ソ連はかつてKa-31早期警戒ヘリを製造することによって早期警戒機がない欠陥を埋め合わせることを企図したが、この解決方案はうわべの解決であって根本的解決にはならず、何故ならヘリは必要な航続距離も持たなければ、航続時間も不足だからである。実際には艦載レーダーをできる限り甲板より高くし、これにより探知計測範囲を拡大することを企図するだけだった。

(頑住吉注:これより4ページ目。画像のキャプションは「ワリヤーグ空母が中国に来たばかりの時の状況」です。)

インドは自らの方式をもってこうした問題を解決しつつある。攻撃ポテンシャルの不足という欠陥を補うため、インドは甲板上により多くの国産「敏捷」小型戦闘攻撃機を配備することを企図している。

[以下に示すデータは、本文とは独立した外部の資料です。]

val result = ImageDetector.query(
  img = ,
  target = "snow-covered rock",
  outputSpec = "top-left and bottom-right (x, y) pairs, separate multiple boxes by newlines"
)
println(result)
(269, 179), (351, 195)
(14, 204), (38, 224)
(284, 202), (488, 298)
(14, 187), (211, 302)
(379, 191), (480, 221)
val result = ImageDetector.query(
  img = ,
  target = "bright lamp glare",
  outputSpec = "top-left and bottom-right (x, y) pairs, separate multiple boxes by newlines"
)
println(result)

空母の「目」として、Ka-31艦載早期警戒ヘリの他、さらに購入が計画されるアメリカのグラマン社のE-2D「アドバンスドホークアイ」陸上早期警戒機を使用することになる。2009年アメリカ政府はすでにインド向けにこの飛行機を販売することを批准している。インド海軍の主要な相手はパキスタン海軍であるため、インド空母の主要な使用地域はアラビア海である。マドラス空軍基地から発進する「ハリアー」式戦闘機の航続距離は基本的に空母の活動区域を全部カバーできる。ベンガル湾も同様である。一方インドの次の空母である「ヴィクラント」号は、真に要求に符合するカタパルトを配備することになる。

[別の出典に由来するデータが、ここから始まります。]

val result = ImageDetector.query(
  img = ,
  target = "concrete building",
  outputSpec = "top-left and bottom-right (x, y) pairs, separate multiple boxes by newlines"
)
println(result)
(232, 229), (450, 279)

中国も自らの空母に対し類似の視点を持っている。何故なら現在中国は海軍の上陸作戦力量のために空中の援護を提供できるのに必要な手段を必要としているからである。各種ルートの情報から見て、こうした手段は中国でいまだかつてなかった発展を得ており、北京の軍事閲兵の画面を見さえすればすぐこの点を確信するに足りる。陸上基地飛行機も完全に最初の時に中近距離の目標指示を保証できる。だが話は戻るが、中国の第2隻目の空母は再度伝統的カタパルトを持つことになるだろう。

明らかに、ロシアにとって小型空母は全く適さないと言える。現在の世界情勢は、ロシア海軍の相手が今後もはや地域大国の艦隊ではないことを決定付けている。国家の最高軍事指導層は、ひとたび深刻な対抗が勃発したら、沿岸でしか活動できない2〜3万トン級の小型空母は実際上、非常に高価な玩具でしかないことをごくはっきり分かっている。設計師がどんなことを請け負おうとも、小型空母はやはり非常に高価な玩具である。結局のところこの種の小型空母に対しても、排水量6.5万トンクラスの標準型空母に対しても、同様にシリアスな強大な武器システムを必要とする。6隻の戦闘力を疑うに値する空母の上にも、同様に6台の真に要求に符合するレーダー、6セットのソナーシステム、6セットの発着システムが必要になるのであって、適当に空母の寸法や建造コストを低下させることは全くない。この方面において、2から4隻のその名に恥じない空母こそ、見たところやっとより魅力ある投資で、しかも大型空母の就役期間は相当長くなり、戦闘・生存力も同様に非常に強いだろう。

去年2月、ネバ設計局の社長ブラソフはタス通信のインタビューを受け、ロシアの未来の空母はどのようになるのかの問題に関し回答する時、次のように指摘した。実際上方案は2つしかない。原子力動力か通常動力かである。原子力動力空母はより高価で、通常動力空母はわずかに小さく、やや安いだろう。2種の方案の空母はいずれも設計を準備している。少し前、アメリカの1隻の空母は価格が110億アメリカドルで、3,300億ルーブルに相当した。現在アメリカ空母の建造価格はすでに140億アメリカドルまで増加している。ロシア軍空母はやや安くなり、1,000億〜2,500億ルーブルの間だろう。もし各種の武器を配備したら、価格は急激に増加することになるだろう。もし防空システムだけを配置したら、コストはやや低くなるだろう。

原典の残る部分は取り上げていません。